From the first moment that you set
foot in a town like Pripyat, you feel a certain reverence, as if
you've trespassed into both a sepulcher and a sanctuary. The
abandoned city sits near the northernmost border of Ukraine and
is a stark monument to the disastrous potential of mishandled
nuclear technology. Residents evacuated the city almost 25 years
ago when a catastrophic failure of the nearby Chernobyl reactor
led to regional contamination by radioactive fallout, and the
town has since been relinquished to vandals, nature, and ghosts.
One of the first things that you notice when you arrive is that
there's no background noise in Pripyat - no sound of traffic on
a distant highway, no industrial din rumbling just below your
threshold of perception, and even, strikingly, a notable lack of
birdsongs. You hear these noises every day, especially if you're
living in a city; you filter them out, ignoring them as
negligible and unimportant. The absence of all of these sounds
forces you to consider in one of those
can't-put-your-finger-on-it sort of ways that something here is
alien, and that things are not as they should be.
Of course, the entire town is crumbling in on itself as the
nearby forests creep back in from the edges of the city. The
years of neglect, the harsh winters, the warm summers, they've
all contributed to the erosion of man's footprint. It's
difficult to walk without stepping on the shattered parts of
buildings and it seems that not a single window remains
unbroken. Complexes of steel and concrete, once new and modern,
stand like tombstones waiting to be documented and photographed
so that they may serve as a message to posterity - This could
happen to your town, too.
There's a small amusement park erected in a courtyard near the
center of town. A rusting Ferris Wheel stands over a fenced
platform where motionless, decrepit bumper cars sit unused,
collecting rainwater or snow, depending on the season. The old
canvas tent that was intended to provide shade for riders on the
merry-go-round is now rotted away by time and the elements and
hangs down from feeble arches in mildewed and mossy strips. No
one ever used the attractions because the park was completed
just days before the evacuation of Pripyat.

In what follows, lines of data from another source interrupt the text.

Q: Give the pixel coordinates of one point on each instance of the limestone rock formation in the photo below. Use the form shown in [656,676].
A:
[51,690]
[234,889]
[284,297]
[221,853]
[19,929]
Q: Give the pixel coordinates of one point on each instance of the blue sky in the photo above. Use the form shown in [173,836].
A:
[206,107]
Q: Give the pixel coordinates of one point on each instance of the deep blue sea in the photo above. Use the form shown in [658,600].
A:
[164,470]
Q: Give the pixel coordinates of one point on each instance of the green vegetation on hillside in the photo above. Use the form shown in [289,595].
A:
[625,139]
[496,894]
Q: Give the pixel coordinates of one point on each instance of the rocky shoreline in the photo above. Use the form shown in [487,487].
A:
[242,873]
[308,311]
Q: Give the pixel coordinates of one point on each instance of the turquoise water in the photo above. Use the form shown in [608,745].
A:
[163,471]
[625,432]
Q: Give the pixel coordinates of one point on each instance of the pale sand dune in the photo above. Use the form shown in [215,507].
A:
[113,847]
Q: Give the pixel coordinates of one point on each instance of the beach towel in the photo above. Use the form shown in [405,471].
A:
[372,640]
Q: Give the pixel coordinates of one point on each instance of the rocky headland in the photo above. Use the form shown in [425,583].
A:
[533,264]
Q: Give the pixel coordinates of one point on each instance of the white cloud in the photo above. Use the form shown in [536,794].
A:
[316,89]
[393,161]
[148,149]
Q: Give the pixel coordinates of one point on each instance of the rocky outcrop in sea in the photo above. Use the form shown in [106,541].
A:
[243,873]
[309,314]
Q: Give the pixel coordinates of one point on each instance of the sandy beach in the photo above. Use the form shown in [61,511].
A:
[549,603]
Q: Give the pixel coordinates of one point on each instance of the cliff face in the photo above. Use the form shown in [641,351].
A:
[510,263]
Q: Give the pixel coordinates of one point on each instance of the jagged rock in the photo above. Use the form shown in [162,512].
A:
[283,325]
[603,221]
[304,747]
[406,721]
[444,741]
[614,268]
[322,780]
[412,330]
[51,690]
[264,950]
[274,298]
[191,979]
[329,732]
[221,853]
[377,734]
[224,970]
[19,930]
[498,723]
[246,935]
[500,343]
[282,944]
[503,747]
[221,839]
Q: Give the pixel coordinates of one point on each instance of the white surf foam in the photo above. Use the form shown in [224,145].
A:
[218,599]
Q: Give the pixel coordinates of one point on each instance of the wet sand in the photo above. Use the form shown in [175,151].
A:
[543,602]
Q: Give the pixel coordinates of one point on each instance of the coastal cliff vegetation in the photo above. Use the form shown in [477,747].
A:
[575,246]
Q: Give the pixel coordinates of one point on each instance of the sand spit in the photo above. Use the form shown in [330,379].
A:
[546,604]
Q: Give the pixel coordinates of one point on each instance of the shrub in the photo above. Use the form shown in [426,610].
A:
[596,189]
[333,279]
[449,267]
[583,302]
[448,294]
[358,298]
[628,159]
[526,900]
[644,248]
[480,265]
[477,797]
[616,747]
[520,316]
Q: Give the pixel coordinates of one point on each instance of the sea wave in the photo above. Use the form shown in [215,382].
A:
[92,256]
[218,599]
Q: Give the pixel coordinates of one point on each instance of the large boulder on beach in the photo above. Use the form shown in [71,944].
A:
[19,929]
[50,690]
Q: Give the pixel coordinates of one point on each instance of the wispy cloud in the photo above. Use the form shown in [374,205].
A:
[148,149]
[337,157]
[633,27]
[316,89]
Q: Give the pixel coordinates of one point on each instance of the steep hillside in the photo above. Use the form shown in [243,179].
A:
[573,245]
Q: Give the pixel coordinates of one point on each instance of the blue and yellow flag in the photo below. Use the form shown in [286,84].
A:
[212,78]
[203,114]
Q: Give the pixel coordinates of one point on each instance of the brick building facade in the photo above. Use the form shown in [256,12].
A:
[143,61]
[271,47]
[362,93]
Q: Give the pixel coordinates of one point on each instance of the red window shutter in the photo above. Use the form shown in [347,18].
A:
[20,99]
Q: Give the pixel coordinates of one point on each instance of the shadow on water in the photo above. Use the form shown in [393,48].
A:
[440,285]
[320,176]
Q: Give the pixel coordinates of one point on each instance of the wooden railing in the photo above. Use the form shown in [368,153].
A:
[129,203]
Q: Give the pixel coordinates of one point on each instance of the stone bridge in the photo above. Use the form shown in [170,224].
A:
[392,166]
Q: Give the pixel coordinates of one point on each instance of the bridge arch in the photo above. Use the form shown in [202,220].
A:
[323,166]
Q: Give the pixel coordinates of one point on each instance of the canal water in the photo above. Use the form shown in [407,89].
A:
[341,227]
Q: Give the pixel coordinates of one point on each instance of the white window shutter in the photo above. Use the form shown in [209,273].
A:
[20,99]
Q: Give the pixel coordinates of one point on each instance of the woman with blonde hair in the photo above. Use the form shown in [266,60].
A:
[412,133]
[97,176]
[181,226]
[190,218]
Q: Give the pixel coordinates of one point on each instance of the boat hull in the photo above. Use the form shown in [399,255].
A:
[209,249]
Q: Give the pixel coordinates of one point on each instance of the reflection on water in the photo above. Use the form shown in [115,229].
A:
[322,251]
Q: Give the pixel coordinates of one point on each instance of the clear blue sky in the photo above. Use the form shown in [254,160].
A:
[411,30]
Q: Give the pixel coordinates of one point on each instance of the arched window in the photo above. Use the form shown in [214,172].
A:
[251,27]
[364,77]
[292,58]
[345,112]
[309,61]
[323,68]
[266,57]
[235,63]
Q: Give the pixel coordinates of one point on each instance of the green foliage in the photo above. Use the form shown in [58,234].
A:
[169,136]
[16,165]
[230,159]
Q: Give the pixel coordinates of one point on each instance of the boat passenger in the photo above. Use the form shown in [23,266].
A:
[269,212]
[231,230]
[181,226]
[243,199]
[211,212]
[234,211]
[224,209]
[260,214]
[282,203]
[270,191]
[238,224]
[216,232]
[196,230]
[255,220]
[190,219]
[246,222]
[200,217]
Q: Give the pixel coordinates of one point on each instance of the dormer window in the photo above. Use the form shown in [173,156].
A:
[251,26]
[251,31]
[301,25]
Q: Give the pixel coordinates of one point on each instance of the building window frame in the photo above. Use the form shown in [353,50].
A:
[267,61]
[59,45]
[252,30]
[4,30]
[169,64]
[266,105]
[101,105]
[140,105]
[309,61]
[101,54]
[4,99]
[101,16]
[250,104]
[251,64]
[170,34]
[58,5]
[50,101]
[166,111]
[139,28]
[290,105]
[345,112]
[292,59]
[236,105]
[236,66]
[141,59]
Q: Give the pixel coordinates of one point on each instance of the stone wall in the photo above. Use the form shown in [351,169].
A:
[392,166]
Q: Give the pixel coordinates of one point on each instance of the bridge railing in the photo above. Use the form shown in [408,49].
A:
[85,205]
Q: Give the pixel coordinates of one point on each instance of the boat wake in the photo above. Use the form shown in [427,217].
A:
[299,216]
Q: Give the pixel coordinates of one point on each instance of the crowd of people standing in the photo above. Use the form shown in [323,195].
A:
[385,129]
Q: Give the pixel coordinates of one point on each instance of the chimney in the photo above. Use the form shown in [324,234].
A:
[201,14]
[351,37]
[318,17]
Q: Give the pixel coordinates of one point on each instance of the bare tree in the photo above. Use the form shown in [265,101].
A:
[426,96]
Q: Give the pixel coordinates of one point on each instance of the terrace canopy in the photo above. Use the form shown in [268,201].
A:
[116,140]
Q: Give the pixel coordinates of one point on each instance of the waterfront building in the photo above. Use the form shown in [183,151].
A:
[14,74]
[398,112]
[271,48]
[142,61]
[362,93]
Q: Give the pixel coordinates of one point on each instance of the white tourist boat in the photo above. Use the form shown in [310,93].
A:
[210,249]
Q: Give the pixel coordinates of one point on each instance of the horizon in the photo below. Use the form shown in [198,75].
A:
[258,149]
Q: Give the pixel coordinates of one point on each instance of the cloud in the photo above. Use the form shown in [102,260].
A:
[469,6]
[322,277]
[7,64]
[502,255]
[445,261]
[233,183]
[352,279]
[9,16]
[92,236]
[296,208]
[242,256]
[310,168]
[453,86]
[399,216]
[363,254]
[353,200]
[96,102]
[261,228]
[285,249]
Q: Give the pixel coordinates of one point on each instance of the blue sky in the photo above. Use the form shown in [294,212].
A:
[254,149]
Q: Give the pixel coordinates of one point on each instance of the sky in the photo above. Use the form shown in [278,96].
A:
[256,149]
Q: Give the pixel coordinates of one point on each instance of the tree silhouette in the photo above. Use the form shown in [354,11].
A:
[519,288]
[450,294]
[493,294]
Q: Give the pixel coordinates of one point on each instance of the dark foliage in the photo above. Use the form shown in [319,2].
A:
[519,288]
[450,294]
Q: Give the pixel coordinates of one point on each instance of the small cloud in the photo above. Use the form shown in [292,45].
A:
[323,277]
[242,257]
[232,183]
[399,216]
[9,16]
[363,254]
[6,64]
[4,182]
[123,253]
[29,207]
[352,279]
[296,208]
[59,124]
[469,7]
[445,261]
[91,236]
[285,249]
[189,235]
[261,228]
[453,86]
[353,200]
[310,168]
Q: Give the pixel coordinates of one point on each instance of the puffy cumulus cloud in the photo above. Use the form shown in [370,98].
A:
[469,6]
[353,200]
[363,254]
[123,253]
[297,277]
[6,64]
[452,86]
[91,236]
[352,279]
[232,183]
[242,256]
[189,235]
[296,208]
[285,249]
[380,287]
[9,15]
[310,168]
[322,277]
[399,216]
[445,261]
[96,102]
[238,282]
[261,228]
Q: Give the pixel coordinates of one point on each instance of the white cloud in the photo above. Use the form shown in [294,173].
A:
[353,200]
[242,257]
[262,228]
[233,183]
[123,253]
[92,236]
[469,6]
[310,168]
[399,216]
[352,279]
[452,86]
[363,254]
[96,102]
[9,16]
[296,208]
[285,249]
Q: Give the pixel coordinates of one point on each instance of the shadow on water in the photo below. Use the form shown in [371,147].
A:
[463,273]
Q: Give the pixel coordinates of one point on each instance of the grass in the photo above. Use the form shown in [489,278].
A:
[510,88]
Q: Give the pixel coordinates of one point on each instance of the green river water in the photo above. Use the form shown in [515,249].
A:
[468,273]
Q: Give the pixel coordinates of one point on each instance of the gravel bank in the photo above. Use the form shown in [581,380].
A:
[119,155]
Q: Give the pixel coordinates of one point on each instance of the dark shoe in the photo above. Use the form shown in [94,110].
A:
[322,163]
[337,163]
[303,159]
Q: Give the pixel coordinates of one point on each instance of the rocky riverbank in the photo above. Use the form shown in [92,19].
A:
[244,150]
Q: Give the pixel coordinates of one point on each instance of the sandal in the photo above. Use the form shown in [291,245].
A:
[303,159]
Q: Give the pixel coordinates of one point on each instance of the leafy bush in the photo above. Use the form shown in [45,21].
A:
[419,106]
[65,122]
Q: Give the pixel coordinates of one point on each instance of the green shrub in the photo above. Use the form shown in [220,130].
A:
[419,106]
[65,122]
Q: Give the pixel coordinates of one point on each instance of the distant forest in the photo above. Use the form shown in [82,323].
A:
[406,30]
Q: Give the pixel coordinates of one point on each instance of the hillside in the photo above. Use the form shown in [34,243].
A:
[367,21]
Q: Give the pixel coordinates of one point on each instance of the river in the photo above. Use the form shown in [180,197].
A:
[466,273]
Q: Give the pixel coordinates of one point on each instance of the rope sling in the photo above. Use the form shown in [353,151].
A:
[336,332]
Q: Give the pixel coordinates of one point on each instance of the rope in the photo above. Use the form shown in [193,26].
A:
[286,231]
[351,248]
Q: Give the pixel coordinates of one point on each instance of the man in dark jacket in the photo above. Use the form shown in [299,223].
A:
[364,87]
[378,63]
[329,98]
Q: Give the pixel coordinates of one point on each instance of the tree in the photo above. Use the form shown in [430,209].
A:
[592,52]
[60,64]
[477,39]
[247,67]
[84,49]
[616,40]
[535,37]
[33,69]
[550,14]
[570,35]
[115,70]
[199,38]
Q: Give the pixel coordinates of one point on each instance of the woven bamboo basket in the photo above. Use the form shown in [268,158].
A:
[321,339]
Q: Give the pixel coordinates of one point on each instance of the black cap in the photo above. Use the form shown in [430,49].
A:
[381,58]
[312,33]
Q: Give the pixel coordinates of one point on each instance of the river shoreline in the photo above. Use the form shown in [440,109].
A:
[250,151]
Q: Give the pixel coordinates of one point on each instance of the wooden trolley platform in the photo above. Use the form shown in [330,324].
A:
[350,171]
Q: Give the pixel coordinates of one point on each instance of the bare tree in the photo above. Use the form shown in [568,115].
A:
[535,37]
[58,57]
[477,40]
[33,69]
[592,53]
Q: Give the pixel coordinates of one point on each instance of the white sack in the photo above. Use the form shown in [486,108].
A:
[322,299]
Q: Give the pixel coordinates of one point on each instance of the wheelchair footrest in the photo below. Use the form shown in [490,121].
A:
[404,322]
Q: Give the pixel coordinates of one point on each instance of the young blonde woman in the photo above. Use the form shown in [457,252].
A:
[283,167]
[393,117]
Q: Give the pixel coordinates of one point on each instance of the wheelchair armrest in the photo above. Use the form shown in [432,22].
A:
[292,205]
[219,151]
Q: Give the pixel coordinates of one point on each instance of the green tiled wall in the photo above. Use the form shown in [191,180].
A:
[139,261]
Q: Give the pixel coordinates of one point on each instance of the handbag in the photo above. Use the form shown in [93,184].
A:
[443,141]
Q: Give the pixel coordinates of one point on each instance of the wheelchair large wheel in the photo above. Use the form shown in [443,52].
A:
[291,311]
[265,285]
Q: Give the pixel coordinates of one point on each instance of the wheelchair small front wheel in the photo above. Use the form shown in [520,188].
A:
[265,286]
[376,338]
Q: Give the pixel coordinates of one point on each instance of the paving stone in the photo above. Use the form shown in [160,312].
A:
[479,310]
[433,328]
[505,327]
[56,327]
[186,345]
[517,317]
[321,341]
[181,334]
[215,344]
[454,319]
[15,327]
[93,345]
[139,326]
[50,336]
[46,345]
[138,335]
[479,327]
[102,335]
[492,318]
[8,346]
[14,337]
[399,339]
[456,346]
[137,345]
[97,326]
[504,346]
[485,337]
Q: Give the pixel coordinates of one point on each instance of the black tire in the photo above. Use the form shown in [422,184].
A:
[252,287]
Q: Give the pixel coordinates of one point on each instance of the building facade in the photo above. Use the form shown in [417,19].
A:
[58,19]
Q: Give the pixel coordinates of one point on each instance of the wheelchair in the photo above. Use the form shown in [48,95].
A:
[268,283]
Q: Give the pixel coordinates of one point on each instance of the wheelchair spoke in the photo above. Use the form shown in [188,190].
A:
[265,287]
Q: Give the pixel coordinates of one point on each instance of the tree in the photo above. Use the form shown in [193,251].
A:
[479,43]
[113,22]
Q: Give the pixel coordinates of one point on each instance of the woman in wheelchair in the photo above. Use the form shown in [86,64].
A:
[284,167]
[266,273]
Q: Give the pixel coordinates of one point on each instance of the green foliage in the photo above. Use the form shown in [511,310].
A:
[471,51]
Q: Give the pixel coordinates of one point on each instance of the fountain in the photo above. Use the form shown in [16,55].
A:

You can take in a view of the whole city from the roof of one of
the higher buildings. The failed Chernobyl reactor stands a mere
two kilometers away from town square, though you can probably
see all the way to Belarus on a clear day. The only pollution in
the air is invisible, but radiation levels are low enough that
short trips are permitted with appropriate documentation and
planning. There's a 60 kilometer exclusion zone around Pripyat
and government permission is required if you want to travel
inside of this zone, but it's relatively uncomplicated and
affordable to do so.
Perhaps it's because the city itself is so much larger than you
may have experienced when you've traveled to other abandoned
places (it once was home for almost 50,000 people) and therefore
has more impact on you emotionally, but it seems that the old
city center, the school library, the apartment complex, and the
nursery are all connected by a somber lack of what once was -
community, a home. People lived here, they worked here, they had
loves and they had families. They had children here. Without the
community present, the town truly is just a shell, a skeleton, a
husk, abandoned. You've arrived in civilization's cemetery, a
three dimensional glimpse into a future without us. The relic
looks you in the eyes, solemnly, forcing you to reflect on the
impermanence of everything you know, patient in the knowledge
that you will leave this place with both something more and
something less than you had when you arrived.